Job Description
Roles:
- Work closely with the backend and analytics teams to design, build, and maintain efficient data pipelines.
- Collect, clean, and process large datasets from multiple sources.
- Assist in designing ETL (Extract, Transform, Load) processes for structured and unstructured data.
- Implement and optimize database schemas for scalability and performance.
- Collaborate with data scientists and developers to support analytics and ML workloads.
- Ensure data integrity, security, and accessibility across systems.
Responsibilities:
- Build and manage data workflows using open-source technologies (e.g., Airflow, Apache Spark, dbt).
- Develop and optimize SQL queries for data extraction and transformation.
- Support the integration of APIs and external data sources into the central data warehouse.

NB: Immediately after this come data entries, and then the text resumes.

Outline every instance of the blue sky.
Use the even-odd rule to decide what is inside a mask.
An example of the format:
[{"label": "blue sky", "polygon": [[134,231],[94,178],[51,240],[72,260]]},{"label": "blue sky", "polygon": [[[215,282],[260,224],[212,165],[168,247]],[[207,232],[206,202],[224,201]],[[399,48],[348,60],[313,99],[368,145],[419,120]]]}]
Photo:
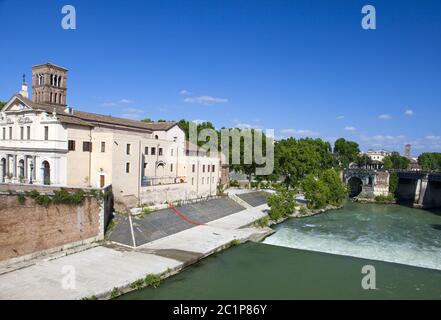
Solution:
[{"label": "blue sky", "polygon": [[0,100],[53,62],[81,110],[441,151],[439,0],[0,0],[0,35]]}]

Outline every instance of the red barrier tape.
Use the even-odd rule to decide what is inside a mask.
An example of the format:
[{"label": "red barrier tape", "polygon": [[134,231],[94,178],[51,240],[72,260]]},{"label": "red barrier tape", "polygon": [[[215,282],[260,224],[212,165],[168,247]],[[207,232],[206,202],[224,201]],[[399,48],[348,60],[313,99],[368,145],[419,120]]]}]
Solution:
[{"label": "red barrier tape", "polygon": [[197,222],[197,221],[191,221],[186,216],[184,216],[182,213],[180,213],[171,203],[168,204],[168,207],[170,209],[172,209],[179,217],[181,217],[182,219],[184,219],[185,221],[187,221],[190,224],[194,224],[196,226],[205,226],[206,225],[204,223],[200,223],[200,222]]}]

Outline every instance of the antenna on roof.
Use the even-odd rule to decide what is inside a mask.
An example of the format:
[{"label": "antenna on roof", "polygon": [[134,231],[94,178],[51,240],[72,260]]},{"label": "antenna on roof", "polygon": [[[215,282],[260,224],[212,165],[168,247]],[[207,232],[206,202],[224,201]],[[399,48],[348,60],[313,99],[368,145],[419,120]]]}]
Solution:
[{"label": "antenna on roof", "polygon": [[26,74],[23,73],[23,84],[26,84]]}]

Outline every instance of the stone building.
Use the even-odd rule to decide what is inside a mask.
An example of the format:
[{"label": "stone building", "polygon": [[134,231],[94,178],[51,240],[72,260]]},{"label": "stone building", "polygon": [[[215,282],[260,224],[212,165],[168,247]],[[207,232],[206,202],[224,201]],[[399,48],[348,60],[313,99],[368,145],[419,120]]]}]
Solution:
[{"label": "stone building", "polygon": [[[67,106],[68,70],[32,68],[0,110],[0,183],[71,187],[112,185],[134,206],[216,194],[225,165],[218,154],[189,154],[174,122],[145,123]],[[223,169],[222,169],[223,168]]]}]

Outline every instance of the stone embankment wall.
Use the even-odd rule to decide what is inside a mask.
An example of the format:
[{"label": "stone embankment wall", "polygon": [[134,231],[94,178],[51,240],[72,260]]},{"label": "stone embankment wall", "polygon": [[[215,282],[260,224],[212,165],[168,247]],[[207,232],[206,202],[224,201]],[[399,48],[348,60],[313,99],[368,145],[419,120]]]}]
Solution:
[{"label": "stone embankment wall", "polygon": [[[47,195],[54,191],[38,189]],[[23,195],[23,190],[0,185],[0,262],[28,260],[103,239],[109,215],[105,207],[111,210],[104,205],[107,196],[86,196],[78,205],[43,206],[30,196],[23,203]]]}]

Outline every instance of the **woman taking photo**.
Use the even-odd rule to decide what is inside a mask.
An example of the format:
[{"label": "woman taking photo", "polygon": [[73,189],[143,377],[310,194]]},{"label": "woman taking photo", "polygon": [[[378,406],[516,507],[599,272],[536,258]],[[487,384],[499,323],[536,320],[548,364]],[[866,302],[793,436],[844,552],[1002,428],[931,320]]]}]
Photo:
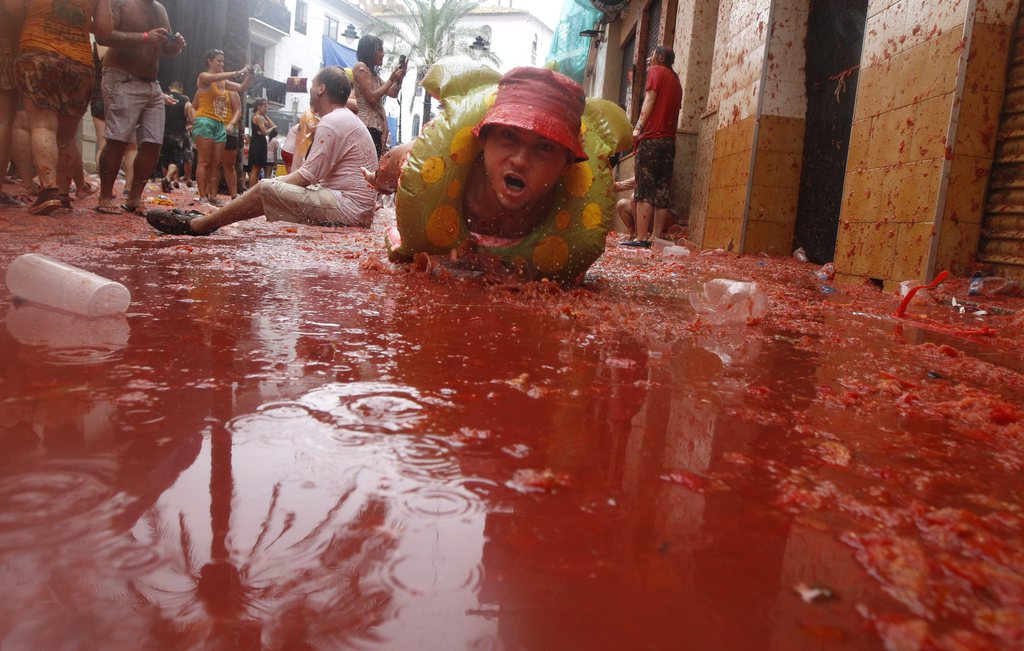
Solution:
[{"label": "woman taking photo", "polygon": [[[199,203],[221,205],[217,200],[221,158],[228,133],[225,125],[231,120],[231,92],[244,95],[252,83],[252,70],[245,66],[234,72],[224,72],[224,52],[207,50],[206,72],[196,80],[196,119],[192,137],[199,161],[196,182],[199,184]],[[235,80],[235,81],[232,81]]]},{"label": "woman taking photo", "polygon": [[277,137],[277,125],[267,117],[267,100],[256,100],[252,114],[252,137],[249,139],[249,187],[260,181],[260,171],[267,165],[267,138]]},{"label": "woman taking photo", "polygon": [[399,66],[391,71],[388,80],[382,80],[380,64],[384,62],[384,42],[369,34],[359,39],[356,58],[359,61],[352,66],[352,90],[359,102],[359,119],[370,131],[370,137],[377,148],[377,158],[380,158],[390,136],[388,116],[384,112],[384,97],[398,97],[408,63],[403,58]]}]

- Create automated scripts for data validation, monitoring, and error handling.
- Participate in code reviews, documentation, and testing of data systems.
- Troubleshoot and resolve performance or data quality issues in production pipelines.
Requirements:
- Pursuing a degree in Computer Science, Information Technology, or a related field.
- Strong understanding of SQL and relational databases (PostgreSQL preferred).
- Familiarity with Python for data processing (Pandas, NumPy).
- Basic knowledge of ETL concepts, data warehousing, and APIs.
- Experience with Linux, Git, and command-line tools.
- Knowledge of cloud platforms (AWS, GCP, or Azure) is a plus.
- Strong problem-solving mindset with attention to detail and scalability.